At this crucial moment, what Iran does not need is another Sean Penn, another “novice” journalist with a similar agenda has descended to “report.” The last few weeks have seen an acceleration of anti-regime activities, mostly unreported by Western mainstream media. Last week, Akbar Ganji, a prominent journalist, dissident, political prisoner, and one of the emerging leaders of the movement against the regime, went missing while on a week’s release for a medical furlough. In response, two thousand people chained themselves to the gates of his house, an event that went unreported by the western media. Ganji has spent five years in prison for linking senior figures in the regime to the killings of journalists and intellectuals in the late 1990s. Women’s groups led by the poet Simin Behbahani (who is now also emerging as one of the leaders of the anti-regime movement) have gathered at Tehran University to protest gender apartheid and the violation of Woman and Human Rights in Iran, while denouncing the bogus National Elections that Penn is to cover for the San Francisco Chronicle.

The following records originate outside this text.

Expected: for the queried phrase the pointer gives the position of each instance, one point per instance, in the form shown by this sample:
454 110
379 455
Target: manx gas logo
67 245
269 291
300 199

It remains to be seen what Penn will make of the election, but left-wing radical groups like A.N.SW.E.R. and Global Exchange already have their story: they hope to legitimize the elections in Iran as popular and fair, and to condemn the support for the anti-regime movement given by President Bush and his administration as yet another imperial attempt to expand American influence at the expense of an elected government.

Ironically, they may yet fail, in part, because of Sean Penn. Iranian bloggers and student leaders inside Iran have informed me that Penn’s presence in Iran is having the unwanted (for the actor and Global Exchange) effect of galvanizing the Iranian youth in its stance against the Mullahs. If a movie star of the caliber of Sean Penn is in Iran, the young Iranians figure, this means that Iran is important; the eyes of the world are on Tehran. This is a great chance to let the world know how despised the ruling clerics are.

We can expect more frantic activity organized by the opposition movement between now and the day of the elections. Such anti-regime endeavors likely won’t be reported by Penn. Fortunately, it may not matter.
Valuable insight into the far left's view of the pro-democracy effort in Iran.